I'm wondering if anyone has done this before and have some material they wouldn't mind sharing, or has come across any good online material of a similar nature?

+1  A: 

The guidelines for class developers on MSDN has a lot of good material. Lots of low level stuff like you want to eliminate and it's definitely more on the practical side, but worth a look.

JP Alioto
A: 

Perhaps just one section on following guidelines posted by JP or that code should pass FxCop with some minimum score, so that those things are covered and devs have no excuse for not doing them. That will leave more space in your standard for domain-specific guides.

Joel Coehoorn
+4  A: 

In my experience, the practical value of a coding standard is proportional to its ability to be automatically measured. Part of our shop's C# coding standards (which fit on one page) say that the code must be clean according to the default rules of both FxCop and StyleCop. Both tools can be run by the developers as well as the build process.

jalbert
StyleCop will define your coding style standards. It's quite inflexible and that's a GOOD thing - you do what it tells you and you stop arguing about where to put your curly braces (those that continue to argue should read Joel's "Best Software Writing"). FxCop will keep you on the right track when defining APIs. Here, you can tell it to ignore (surpress) certain issues, but you are at least told wha the best practice is.
Martin Peck
I agree about the "ability to be automatically measured," but I don't agree about using the default rules for both FxCop and StyleCop. e.g. CA1805 - DoNotInitializeUnnecessarily, CA1016 - MarkAssembliesWithAssemblyVersion, CA1044 - PropertiesShouldNotBeWriteOnly c.f. http://www.paraesthesia.com/archive/2008/10/30/fxcop-rule-recommendations.aspx
Lucas B
+4  A: 

I definitely prefer a tooling option ReSharper over a standard document. The more I develop professionally, the more I realize that coding standard documents are a waste of time and they tend to be a productivity drain.

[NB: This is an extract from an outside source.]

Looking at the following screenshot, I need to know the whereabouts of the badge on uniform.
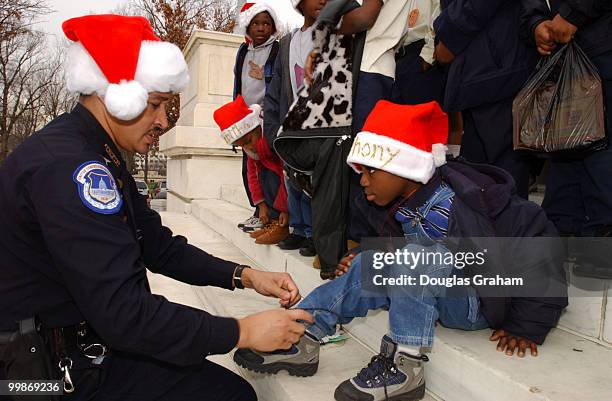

Code should be readable and understandable. Unfortunately, a coding standard cannot enforce either. Tools, however, can at least enforce naming conventions and help find problems such as failure to check for null, or "access to modified closure".

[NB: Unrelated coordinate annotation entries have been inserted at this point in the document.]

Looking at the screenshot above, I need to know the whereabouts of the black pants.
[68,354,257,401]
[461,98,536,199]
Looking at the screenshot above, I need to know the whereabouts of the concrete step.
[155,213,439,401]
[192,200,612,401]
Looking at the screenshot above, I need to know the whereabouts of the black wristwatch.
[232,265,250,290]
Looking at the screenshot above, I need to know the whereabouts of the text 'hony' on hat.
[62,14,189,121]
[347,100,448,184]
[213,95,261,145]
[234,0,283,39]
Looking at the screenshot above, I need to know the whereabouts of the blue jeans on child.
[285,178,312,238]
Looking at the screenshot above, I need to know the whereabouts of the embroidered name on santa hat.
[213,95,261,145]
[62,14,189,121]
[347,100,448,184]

Whatever the case, a coding standard should never keep developers from writing good code. I have seen documents that forbid the use of ternary operators or operator overloads. I have also seen documents that require that code be well commented (I try to avoid comments at all costs in favor of readable code). None of these things, in my opinion, should be in a coding standard.

Brian Genisio
This is the first time I have felt I needed to be able to vote more than once on a particular answer. Note - in the past I was very gung-ho on code guidelines/standards. I now fall squarely in Brian's camp.
Tim
some use of peer reviews will go further than coding standards. You actually get a better work product, whereas with a document you get nothing out of it.
Tim
I don't care what the coding standard is, since one is usually as good as another. Just don't make me think about it. For this reason, I think the most sensible standard is to just use the R# defaults. It's a decent standard, and there is nothing extra you need to do in order to make it obvious when it's being violated (except maybe convince your coworkers to use R#.)